Quelli che contrastano entrambe queste posizioni in nome di idealità che si richiamino al pensiero cattolico-democratico o al pensiero socialista hanno il dovere di non limitarsi a controbattere colpo su colpo alle loro spericolatezze verbali ma di produrre, sperimentare, comunicare quadri di riferimento diversi e alternativi che però, questo il punto, abbiano il fine del governo dell’Italia perché le chiacchiere sono inutili e perfino dannose.
A volte pare che il giusto superamento di vecchie ideologie così forti fino a trent’anni fa abbia prodotto un’alta ritrosia a ri-elaborare una solida cultura politica diversa da quella oggi prevalente. Si ha forse paura di essere giudicati antiquati, di essere accusati di ideologismo, di buonismo insensato. Al contrario se l’ambizione di tornare al governo non si fonda sul coraggio della proposta alternativa, sfidando i sondaggi, la forza inerziale del presente è destinata a vincere per molto tempo.

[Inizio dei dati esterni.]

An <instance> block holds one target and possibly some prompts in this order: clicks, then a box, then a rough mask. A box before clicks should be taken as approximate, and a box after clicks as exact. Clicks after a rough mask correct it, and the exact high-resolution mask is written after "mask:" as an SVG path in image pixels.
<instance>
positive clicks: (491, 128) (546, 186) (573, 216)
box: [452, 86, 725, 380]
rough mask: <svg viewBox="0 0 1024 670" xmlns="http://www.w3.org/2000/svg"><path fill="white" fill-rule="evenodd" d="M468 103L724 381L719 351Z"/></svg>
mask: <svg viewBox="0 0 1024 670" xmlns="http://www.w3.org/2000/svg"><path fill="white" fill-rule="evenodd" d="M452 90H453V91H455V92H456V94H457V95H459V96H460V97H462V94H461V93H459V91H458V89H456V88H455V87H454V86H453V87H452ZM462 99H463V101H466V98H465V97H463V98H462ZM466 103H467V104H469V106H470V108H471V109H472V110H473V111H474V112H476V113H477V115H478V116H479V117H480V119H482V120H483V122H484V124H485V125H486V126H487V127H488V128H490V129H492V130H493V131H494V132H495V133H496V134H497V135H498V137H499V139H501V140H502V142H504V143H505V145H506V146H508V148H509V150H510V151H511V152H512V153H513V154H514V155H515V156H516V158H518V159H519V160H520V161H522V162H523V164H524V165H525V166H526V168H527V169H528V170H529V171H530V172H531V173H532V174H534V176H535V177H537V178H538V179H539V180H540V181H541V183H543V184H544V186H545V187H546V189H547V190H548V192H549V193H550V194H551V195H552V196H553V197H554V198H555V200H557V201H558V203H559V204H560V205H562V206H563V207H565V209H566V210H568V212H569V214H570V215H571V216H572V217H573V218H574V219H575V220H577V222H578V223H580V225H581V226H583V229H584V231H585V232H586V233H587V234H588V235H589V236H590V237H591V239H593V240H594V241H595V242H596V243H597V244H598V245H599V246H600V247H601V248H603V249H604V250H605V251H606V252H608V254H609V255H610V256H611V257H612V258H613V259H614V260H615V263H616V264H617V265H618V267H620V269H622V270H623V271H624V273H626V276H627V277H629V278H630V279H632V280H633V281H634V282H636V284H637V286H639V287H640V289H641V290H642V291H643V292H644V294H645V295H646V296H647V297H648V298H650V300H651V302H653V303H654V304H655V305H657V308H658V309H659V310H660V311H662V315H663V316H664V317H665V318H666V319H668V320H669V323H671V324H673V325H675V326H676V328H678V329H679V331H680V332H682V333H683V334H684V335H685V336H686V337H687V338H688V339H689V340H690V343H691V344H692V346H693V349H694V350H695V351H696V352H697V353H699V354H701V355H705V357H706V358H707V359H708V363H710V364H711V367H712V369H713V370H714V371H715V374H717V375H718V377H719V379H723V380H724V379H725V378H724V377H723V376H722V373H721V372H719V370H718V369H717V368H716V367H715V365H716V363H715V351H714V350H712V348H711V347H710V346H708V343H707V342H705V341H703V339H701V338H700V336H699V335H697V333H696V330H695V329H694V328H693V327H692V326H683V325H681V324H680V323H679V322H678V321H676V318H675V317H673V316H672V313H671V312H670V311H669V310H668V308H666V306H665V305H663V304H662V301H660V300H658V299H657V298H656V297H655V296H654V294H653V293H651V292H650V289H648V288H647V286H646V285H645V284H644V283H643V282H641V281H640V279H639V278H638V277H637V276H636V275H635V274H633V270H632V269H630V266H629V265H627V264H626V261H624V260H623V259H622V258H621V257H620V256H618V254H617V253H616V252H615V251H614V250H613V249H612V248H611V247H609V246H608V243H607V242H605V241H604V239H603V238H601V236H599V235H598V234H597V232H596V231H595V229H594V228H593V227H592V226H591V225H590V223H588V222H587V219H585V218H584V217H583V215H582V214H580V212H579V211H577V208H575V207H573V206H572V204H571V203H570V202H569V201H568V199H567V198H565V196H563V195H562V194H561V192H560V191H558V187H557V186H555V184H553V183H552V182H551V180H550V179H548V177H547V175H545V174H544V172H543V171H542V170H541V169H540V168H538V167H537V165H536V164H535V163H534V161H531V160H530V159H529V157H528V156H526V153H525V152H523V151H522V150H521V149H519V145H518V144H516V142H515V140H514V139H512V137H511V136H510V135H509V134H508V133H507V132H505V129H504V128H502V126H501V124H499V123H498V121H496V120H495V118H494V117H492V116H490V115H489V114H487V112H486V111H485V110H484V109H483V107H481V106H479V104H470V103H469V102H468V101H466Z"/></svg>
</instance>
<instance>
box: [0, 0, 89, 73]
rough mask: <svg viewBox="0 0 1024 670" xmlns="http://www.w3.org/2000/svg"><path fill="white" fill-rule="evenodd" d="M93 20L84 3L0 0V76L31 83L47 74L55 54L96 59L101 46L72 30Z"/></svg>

Lasciarsi condizionare dagli umori che corrono in superficie, rinunciare a politiche al momento impopolari, esimersi dal sostenere fortemente la liberal-democrazia (molti a sinistra e a destra la confondono con lo sfrenato liberismo economico), è il modo più sicuro per contribuire a consolidare e rafforzare una deriva culturale che non è all’altezza delle grandi spinte sociali e ideali che avevano innervato la prima parte della storia della nostra Repubblica.